Le cas Fofié, particulièrement scruté

La mort du colonel-major Fofié Kouakou est celle des trois qui interroge le plus les Ivoiriens. Deux jours avant son décès, il participait aux festivités de l’indépendance et au repas de l’État-major donné à cette occasion. Sur les photographies de cette journée, il apparaît en forme, mais sur une vidéo, il se montre affaibli, soutenu par des militaires pour descendre de son véhicule, puis marchant à pas très lents pour un homme de seulement 59 ans. Ces images accréditent la thèse d’une maladie.

Dans le paysage de tous les anciens rebelles des Forces nouvelles ayant accédé à de hautes fonctions après l’arrivée au pouvoir d’Alassane Ouattara en 2011, Fofié Kouakou était un cas à part. Une fois la rébellion terminée, il a cultivé la discrétion et n’a jamais affiché ni ses ambitions ni sa fortune et ne faisait pas parler de lui.

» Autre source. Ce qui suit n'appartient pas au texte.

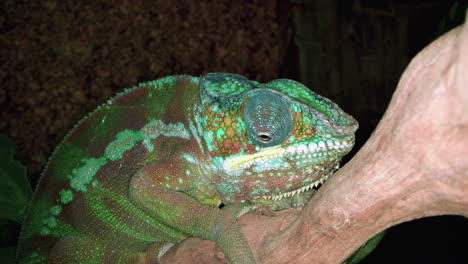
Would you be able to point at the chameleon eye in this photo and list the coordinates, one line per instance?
(268, 119)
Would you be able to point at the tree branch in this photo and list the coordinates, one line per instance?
(414, 165)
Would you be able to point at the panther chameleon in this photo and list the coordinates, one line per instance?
(178, 157)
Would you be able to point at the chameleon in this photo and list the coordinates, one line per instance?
(180, 157)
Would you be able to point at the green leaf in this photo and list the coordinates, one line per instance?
(365, 249)
(15, 190)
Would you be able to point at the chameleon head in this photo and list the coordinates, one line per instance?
(270, 140)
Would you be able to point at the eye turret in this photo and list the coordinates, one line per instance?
(268, 119)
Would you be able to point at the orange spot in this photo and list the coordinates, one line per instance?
(227, 120)
(229, 132)
(227, 144)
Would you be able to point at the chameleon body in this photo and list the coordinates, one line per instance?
(178, 157)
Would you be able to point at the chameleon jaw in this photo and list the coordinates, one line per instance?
(297, 191)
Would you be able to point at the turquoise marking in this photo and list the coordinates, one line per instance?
(51, 222)
(190, 158)
(124, 141)
(220, 133)
(84, 175)
(66, 196)
(55, 210)
(292, 139)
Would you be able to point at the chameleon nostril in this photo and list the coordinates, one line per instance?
(264, 137)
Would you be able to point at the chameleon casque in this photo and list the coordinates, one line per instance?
(178, 157)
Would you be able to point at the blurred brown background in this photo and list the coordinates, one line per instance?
(61, 59)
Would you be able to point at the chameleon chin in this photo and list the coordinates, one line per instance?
(151, 166)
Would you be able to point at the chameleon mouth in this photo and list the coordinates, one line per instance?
(297, 191)
(306, 154)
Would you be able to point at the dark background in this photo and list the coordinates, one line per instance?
(61, 59)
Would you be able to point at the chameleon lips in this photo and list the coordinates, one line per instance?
(302, 154)
(297, 191)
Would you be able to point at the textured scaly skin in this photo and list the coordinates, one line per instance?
(152, 166)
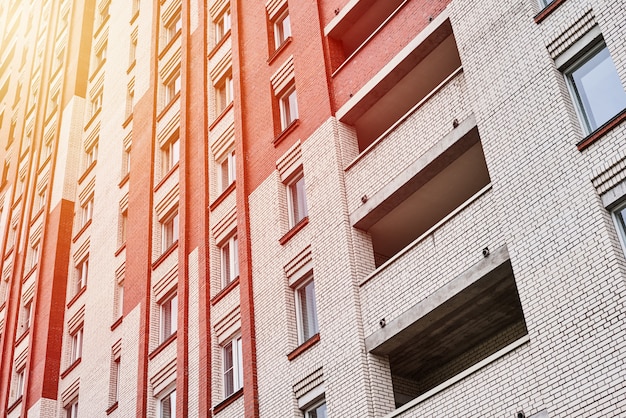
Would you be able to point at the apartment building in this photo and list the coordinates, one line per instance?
(331, 208)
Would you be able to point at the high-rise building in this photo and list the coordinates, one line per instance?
(331, 208)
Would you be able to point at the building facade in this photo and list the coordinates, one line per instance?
(332, 208)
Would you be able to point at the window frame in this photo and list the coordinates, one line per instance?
(232, 350)
(288, 107)
(296, 201)
(304, 315)
(229, 260)
(168, 317)
(580, 59)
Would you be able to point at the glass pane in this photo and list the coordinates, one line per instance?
(599, 89)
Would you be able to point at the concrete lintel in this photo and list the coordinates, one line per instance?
(375, 342)
(406, 183)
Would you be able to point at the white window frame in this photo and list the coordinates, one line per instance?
(228, 171)
(296, 200)
(288, 106)
(306, 318)
(233, 352)
(169, 231)
(282, 29)
(229, 260)
(171, 397)
(76, 345)
(168, 317)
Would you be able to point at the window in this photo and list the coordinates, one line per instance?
(595, 87)
(76, 348)
(19, 383)
(170, 154)
(229, 253)
(224, 93)
(306, 311)
(172, 87)
(167, 405)
(86, 211)
(233, 366)
(168, 317)
(173, 27)
(282, 29)
(91, 155)
(82, 270)
(169, 231)
(288, 108)
(96, 102)
(317, 411)
(222, 25)
(71, 410)
(296, 200)
(227, 171)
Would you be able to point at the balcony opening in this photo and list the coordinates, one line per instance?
(358, 25)
(411, 82)
(422, 201)
(477, 319)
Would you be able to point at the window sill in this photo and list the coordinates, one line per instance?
(163, 256)
(86, 172)
(117, 323)
(219, 44)
(124, 180)
(81, 231)
(168, 106)
(547, 11)
(228, 401)
(76, 296)
(278, 50)
(285, 133)
(112, 408)
(222, 196)
(14, 404)
(602, 130)
(162, 346)
(222, 293)
(304, 346)
(293, 231)
(22, 336)
(221, 116)
(166, 176)
(72, 367)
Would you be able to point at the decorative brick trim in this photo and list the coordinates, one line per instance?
(222, 196)
(602, 130)
(163, 256)
(285, 133)
(72, 367)
(221, 115)
(293, 231)
(548, 10)
(222, 293)
(304, 346)
(112, 408)
(162, 346)
(117, 323)
(232, 398)
(278, 50)
(219, 45)
(77, 296)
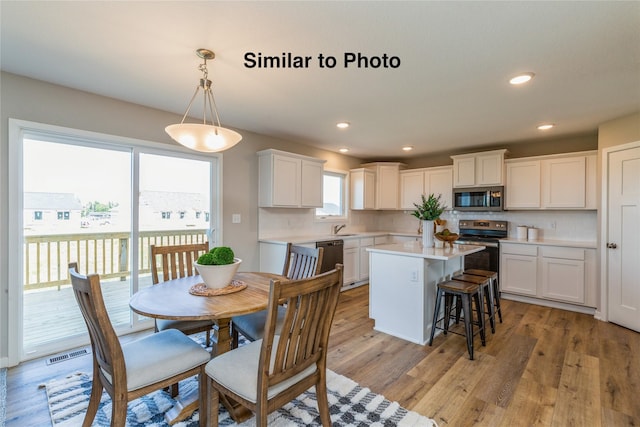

Le poids d’un passé jamais soldé

C’est son décès qui a ravivé les mémoires, les opposants à Alassane Ouattara n’ont pas manqué de rappeler ses anciens faits d’armes : sa participation au coup d’État de 1999 qui a renversé le président Bédié ; son implication dans le complot de la Mercedes noire, une tentative de putsch contre Laurent Gbagbo en 2001 qui lui a valu la prison. Lors de la crise politico-militaire de 2002, il a rejoint les Forces nouvelles puis choisi le camp de Guillaume Soro.

Un événement dramatique survenu en 2004, alors qu’il était commandant de zone de Korhogo, est également immanquablement cité. Lors d’affrontements entre deux factions des groupes armés du Nord (pro-Soro contre pro-Ibrahim Coulibaly), il fera une centaine de prisonniers. Enfermés dans un container en plein soleil, ils mourront tous d’asphyxie, sauf un.

Et les pro-Gbagbo de rappeler encore que c’est lui qui surveillait Laurent Gbagbo lorsqu’il a été emprisonné à Korhogo après sa chute en 2011. Enfin, malgré la mise au ban de Guillaume Soro et son exil, Fofié lui est resté fidèle. L’ancien chef des Forces Nouvelles l’a confirmé dans un hommage posthume : « Nous avons traversé ensemble des années d’espoirs et de craintes partagés. De cette fraternité, je garde le souvenir d’une loyauté qui n’a jamais vacillé, même lorsque cela lui a coûté, même lorsque beaucoup ont préféré prendre leurs distances. C’est l’homme derrière l’uniforme que je retiens surtout aujourd’hui. »

Derrière les rumeurs qui imputent son décès à sa proximité avec Guillaume Soro, c’est toute l’histoire de la Côte d’Ivoire de ces vingt-cinq dernières années qui refait surface, preuve que le passé est à fleur de peau, et que la réconciliation, elle, se fait toujours attendre.